TDT has a similarly complicated treatment protocol, requiring regular blood transfusions to offset the reduced hemoglobin levels caused by the condition.
Beyond invasive procedures, TDT and SCD treatments can be costly and recurring, leading to inequities in healthcare access.
Exa-cel, once known as CTX001, uses CRISPR technology to edit a patient’s hematopoietic stem cells, allowing them to produce high fetal hemoglobin levels. The treatment has been shown to minimize Vaso-occlusive crises in SCD patients and minimize the need for transfusion in TDT patients.
In June 2022, the companies released data from clinical trials at the European Hematology Association Congress. The earlier study was a small-scale clinical trial that recruited 75 patients with SCD or TDT. The clinical trial confirmed the safety of the treatment and provided insight into the efficacy of the gene-editing technology for SCD and TDT.

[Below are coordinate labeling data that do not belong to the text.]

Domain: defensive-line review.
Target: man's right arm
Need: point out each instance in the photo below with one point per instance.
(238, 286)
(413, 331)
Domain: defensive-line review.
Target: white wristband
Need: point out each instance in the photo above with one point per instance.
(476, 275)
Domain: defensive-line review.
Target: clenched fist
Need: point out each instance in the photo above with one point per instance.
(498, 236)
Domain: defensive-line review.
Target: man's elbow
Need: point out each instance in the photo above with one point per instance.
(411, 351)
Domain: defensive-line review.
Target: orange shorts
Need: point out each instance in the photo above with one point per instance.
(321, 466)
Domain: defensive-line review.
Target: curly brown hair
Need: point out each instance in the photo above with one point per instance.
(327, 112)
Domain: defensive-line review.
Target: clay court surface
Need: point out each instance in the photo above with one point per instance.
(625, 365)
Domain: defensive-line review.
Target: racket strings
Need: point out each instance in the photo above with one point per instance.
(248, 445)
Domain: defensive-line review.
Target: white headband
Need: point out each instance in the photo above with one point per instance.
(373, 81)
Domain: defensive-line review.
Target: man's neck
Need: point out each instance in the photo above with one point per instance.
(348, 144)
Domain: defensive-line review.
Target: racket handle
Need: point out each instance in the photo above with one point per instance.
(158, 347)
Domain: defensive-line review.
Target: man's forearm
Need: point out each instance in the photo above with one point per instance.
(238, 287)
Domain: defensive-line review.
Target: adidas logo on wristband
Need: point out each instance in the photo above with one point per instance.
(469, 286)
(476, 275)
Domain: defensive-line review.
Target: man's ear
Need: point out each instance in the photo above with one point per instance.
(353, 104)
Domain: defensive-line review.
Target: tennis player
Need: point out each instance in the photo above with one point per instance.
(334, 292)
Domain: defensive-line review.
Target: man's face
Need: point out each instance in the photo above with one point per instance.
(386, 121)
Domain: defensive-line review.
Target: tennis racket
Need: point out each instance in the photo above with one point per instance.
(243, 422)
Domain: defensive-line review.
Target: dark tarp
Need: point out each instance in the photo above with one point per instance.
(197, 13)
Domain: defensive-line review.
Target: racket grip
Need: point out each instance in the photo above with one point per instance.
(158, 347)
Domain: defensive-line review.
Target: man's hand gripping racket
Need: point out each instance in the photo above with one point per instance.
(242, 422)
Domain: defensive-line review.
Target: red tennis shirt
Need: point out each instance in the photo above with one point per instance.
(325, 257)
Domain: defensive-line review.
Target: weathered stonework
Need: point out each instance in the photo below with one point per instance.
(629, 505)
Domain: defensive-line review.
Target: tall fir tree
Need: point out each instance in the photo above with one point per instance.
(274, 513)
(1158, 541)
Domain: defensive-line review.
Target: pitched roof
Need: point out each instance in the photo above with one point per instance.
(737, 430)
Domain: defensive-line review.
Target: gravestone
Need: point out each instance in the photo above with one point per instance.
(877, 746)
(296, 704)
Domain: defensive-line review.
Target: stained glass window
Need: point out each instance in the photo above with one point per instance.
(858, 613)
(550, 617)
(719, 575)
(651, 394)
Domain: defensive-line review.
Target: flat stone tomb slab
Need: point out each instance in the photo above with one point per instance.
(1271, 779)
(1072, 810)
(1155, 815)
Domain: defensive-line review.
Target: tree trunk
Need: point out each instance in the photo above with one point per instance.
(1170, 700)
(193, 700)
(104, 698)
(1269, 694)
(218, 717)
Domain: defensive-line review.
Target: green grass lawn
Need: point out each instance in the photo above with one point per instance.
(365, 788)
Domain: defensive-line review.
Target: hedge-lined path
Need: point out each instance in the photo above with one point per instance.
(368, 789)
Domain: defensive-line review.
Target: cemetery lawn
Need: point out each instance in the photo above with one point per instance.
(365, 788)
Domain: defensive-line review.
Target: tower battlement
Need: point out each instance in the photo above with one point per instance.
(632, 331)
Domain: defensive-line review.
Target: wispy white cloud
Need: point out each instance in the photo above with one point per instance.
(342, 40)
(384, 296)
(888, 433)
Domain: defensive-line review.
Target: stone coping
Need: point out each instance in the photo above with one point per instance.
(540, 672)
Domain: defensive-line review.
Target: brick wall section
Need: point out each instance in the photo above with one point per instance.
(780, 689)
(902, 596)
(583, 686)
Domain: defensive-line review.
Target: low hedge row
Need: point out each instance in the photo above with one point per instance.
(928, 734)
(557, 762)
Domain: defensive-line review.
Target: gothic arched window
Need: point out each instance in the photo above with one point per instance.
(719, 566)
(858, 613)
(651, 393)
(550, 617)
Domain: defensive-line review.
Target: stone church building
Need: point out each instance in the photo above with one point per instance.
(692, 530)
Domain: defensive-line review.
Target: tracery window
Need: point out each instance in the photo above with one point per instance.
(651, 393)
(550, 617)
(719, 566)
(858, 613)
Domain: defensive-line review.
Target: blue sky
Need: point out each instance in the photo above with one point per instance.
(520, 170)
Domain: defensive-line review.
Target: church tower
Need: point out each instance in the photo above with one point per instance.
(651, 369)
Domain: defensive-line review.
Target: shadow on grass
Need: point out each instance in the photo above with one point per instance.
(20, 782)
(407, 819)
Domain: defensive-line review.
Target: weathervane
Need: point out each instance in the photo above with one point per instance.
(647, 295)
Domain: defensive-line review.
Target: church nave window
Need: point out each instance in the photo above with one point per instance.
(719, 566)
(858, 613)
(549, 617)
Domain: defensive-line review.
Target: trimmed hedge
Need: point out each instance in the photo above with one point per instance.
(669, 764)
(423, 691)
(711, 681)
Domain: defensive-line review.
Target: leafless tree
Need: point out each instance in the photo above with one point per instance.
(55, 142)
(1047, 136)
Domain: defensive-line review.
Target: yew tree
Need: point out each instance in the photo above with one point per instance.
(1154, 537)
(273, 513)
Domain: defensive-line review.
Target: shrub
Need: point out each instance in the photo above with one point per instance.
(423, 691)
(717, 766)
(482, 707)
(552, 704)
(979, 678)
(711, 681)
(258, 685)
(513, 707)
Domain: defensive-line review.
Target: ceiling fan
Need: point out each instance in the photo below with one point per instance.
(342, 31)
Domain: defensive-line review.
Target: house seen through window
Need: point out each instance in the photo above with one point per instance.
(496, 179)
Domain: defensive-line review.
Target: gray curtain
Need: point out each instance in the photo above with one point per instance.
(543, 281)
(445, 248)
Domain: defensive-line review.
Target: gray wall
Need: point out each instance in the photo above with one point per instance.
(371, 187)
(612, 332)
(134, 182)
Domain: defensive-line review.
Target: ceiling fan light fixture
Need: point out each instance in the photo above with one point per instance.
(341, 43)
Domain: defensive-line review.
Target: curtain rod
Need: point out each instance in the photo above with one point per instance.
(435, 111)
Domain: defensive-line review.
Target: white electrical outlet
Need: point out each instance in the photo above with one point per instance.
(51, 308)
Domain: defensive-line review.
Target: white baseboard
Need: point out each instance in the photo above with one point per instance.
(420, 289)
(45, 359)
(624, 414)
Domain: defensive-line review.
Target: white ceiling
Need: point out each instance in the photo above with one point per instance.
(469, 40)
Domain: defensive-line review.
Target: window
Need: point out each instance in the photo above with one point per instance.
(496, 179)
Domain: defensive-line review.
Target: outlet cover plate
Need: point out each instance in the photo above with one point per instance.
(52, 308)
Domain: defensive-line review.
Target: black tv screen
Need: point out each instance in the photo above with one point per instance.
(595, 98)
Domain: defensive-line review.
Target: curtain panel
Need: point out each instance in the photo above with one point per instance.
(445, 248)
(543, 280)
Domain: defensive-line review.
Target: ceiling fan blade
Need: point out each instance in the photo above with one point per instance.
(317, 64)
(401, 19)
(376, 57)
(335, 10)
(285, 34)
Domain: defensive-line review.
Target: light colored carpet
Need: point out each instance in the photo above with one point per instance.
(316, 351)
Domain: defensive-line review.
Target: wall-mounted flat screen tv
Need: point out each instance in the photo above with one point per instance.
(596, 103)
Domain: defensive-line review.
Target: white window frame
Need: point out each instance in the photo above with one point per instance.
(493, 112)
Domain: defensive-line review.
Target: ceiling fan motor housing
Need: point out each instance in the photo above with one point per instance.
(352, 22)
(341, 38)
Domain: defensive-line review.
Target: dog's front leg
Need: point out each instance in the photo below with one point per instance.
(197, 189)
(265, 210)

Data from multiple ongoing clinical trials back the application submitted to the FDA. CLIMB-111 and CLIMB-121 are phase 3 clinical trials that test a single dose of exa-cel in individuals with TDT or SCD who are between 12 and 35. Each of these trials plans to follow patients for two years.
After the two-year monitoring period, participants will be asked to enlist in CLIMB131, an ongoing long-term, open-label follow-up study. Participants will be monitored over 15 years to understand the long-term effects and efficacy of the exa-cel treatment.
Although a standard BLA review takes one year, the companies have applied for priority review, meaning this treatment could be on the market in eight months.
“Within a decade, we have progressed from the discovery of the CRISPR platform to the first regulatory filings for a CRISPR-based therapy, which speaks to the transformative nature of CRISPR technology,” said Phuong Khanh (P.K.) Morrow, MD, FACP, Chief Medical Officer at CRISPR Therapeutics, in the press announcement.